The biomolecular interface and the definition of living

Definitional and classification issues often arise in any field of heightened focus and progress (e.g.; what is a planet?). For the many fields integrating organic and inorganic materials, an interesting issue comes up as to what is the definition of life. Many different gradations of living things are emerging.

Some interesting new cases of living materials are the idea of organic sensors made of biomaterial placed on buildings, self-replicating crystals and biological scaffolding for stem cell grown organs and 3D tissue printing.

De novo materials synthesis
One exciting aspect of the living/non-living classification is the new synthesis of both organic and inorganic materials. Scientists are creating de novo engineered proteins and other biological materials, non-naturally occurring inorganic materials with superior properties using molecular manufacturing techniques and hybrid organic-inorganic materials, with the best of organic and inorganic properties in one object, for example rotaxanes which could be used in quantum computing.

Definition of integration
Not just the definition of what is living arises, but also the definition of the integration of organic and inorganic materials. Alan H. Goldstein proposes that a true integration of organic and inorganic material involves communicating back and forth, not just a system which has properties or components of both organic and inorganic systems.

The future of biomolecular interfaces

The future of biomolecular interfaces is probably a further blurring of the underlying substrates as the focus is more relevantly on the properties and requirements of any challenge at hand.

The future of computing – rotaxanes?

One of the great human endeavors at the moment is being able to work at the molecular scale (e.g.; 1-100 nm), using organic and inorganic materials for a variety of purposes ranging from basic materials to computing to electronics to life sciences therapeutics to energy. This includes the designed direction of existing molecular processes (e.g.; biology) and the synthesis of novel materials, structures and dynamic behavior.

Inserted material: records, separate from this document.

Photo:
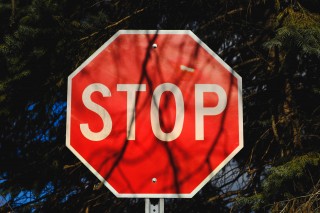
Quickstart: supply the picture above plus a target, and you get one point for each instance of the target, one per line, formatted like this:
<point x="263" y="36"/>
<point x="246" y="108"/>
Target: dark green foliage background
<point x="273" y="44"/>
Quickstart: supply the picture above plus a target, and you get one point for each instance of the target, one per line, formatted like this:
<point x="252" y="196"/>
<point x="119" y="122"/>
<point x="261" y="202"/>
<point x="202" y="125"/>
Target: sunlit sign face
<point x="154" y="114"/>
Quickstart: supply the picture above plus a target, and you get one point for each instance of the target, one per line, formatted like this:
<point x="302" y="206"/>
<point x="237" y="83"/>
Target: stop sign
<point x="154" y="114"/>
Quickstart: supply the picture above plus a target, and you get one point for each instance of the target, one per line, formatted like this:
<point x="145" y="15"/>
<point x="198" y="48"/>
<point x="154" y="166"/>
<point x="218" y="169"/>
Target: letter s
<point x="104" y="115"/>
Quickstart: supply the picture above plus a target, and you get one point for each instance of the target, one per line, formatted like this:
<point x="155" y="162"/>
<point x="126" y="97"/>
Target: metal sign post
<point x="154" y="205"/>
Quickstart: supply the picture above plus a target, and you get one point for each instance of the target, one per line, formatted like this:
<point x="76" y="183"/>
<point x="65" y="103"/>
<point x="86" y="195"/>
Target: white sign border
<point x="214" y="172"/>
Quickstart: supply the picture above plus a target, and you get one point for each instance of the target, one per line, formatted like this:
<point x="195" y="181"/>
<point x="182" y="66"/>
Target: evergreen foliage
<point x="273" y="44"/>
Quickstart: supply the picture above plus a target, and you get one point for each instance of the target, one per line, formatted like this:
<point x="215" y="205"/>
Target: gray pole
<point x="154" y="205"/>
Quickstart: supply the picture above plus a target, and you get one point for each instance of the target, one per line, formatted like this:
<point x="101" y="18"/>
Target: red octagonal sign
<point x="154" y="114"/>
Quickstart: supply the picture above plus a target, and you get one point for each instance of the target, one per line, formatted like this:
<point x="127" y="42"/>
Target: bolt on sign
<point x="154" y="114"/>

Three of the most interesting advances in working at the molecular scale and examples of bio-infotech convergence are described below…

1) Hybrid organic-inorganic rotaxanes
First is the March 2009 work of David Leigh’s lab at the University of Edinburgh in creating hybrid organic-inorganic rotaxanes. A rotaxane (rota/wheel + axis) is a mechanically-interlocked molecular structure, essentially a dumbbell shape with a ring around its middle (Figure 1), often man-made but occasionally existing in nature. In this case, the dumbbell portion of the hybrid organic-inorganic rotaxane is an organic amine, the ring around the middle is a metal.

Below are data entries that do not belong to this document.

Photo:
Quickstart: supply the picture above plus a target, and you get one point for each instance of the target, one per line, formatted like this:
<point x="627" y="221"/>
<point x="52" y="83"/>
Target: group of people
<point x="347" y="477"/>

Figure 1: Rotaxane graphical schematic and crystal structure (source)

The benefit of metal-organic frameworks is that they have the properties of both organic and inorganic materials; structural and functional properties from organic materials and electronic, magnetic and catalytic properties from inorganic materials. This rotaxane molecule has directed shuttle-like behavior, where the metal ring around the center can be pushed to bind at either end, with its biggest potential application being in quantum computing.

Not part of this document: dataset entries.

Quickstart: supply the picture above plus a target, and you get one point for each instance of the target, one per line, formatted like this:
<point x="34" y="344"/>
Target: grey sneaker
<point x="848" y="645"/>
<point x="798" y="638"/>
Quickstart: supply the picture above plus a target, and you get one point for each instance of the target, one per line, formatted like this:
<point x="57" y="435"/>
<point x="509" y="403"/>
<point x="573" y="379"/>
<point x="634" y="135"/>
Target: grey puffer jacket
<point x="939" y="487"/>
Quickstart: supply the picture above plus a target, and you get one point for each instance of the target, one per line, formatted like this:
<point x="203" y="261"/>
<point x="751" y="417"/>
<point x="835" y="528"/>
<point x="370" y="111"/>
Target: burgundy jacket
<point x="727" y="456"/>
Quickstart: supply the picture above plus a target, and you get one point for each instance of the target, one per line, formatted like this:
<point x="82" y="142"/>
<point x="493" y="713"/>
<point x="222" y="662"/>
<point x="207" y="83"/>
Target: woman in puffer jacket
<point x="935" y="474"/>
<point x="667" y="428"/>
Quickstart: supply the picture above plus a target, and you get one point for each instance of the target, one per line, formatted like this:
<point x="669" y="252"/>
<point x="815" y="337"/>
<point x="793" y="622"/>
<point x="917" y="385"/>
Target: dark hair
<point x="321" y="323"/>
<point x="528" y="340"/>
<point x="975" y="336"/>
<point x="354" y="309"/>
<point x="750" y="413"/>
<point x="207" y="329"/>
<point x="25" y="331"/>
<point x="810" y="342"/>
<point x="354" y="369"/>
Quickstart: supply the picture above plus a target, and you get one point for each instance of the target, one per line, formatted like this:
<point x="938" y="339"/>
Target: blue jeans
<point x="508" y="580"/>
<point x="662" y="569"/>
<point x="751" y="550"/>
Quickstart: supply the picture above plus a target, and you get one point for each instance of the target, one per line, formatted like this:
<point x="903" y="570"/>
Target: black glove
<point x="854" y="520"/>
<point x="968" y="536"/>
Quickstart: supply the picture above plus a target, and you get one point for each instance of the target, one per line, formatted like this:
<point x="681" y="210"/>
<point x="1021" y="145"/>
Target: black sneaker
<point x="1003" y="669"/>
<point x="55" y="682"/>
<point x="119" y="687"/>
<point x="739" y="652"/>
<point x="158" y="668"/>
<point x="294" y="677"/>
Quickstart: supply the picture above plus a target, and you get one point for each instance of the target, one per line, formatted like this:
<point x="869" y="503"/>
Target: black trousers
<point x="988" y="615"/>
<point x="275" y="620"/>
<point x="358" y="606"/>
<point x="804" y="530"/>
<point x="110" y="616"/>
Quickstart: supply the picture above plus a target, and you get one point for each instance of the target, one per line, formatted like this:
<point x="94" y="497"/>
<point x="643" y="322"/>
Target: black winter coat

2) Bio-inorganic interfaces
A second interesting example of molecular scale work and bio-infotech convergence is biocomposites/GEPIs (genetically-engineered peptides for inorganics) which regulate cell behavior and improve binding at bio-inorganic interfaces by modifying surface chemistry and immobilizing infection-causing bioactive molecules. Candan Tamerler’s lab at the University of Washington is doing some interesting work in this area. Improved bio-inorganic interfaces are needed for reduced infection and seamless interaction between human wetware and implants: heart, hip, prosthetics, eye, brain, etc.

3) DNA nanotechnology
The third interesting bio-infotech convergence example is DNA nanotechnology, the notion of using DNA as a structural building material (for example, for self-directed rapid templating) rather than as an information carrier. One key use is employing DNA as a programmable scaffolding for the self-assembly of nanoscale electronic components, meaning that scaffolds comprised of self-assembled DNA serve as templates for the targeted deposition of ordered nanoparticles and molecular arrays. DNA is formed into tubes and then metallized in solution to produce ultra-thin metal wires. John Reif’s lab at Duke University, Erik Winfree’s lab at Caltech and many other groups are working on DNA nanotechnology. Moving to the molecular scale for electronics manufacture is imperative for maintaining Moore’s Law computing performance improvements.

Future implications
It seems likely that working at the molecular scale and bio-infotech convergence will continue to grow. Organic-inorganic hybridization approaches could proliferate to exploit the full suite of properties afforded by organic and inorganic inputs, and as researchers suggest, lead to novel properties and the ability to harness molecular dynamics for human use.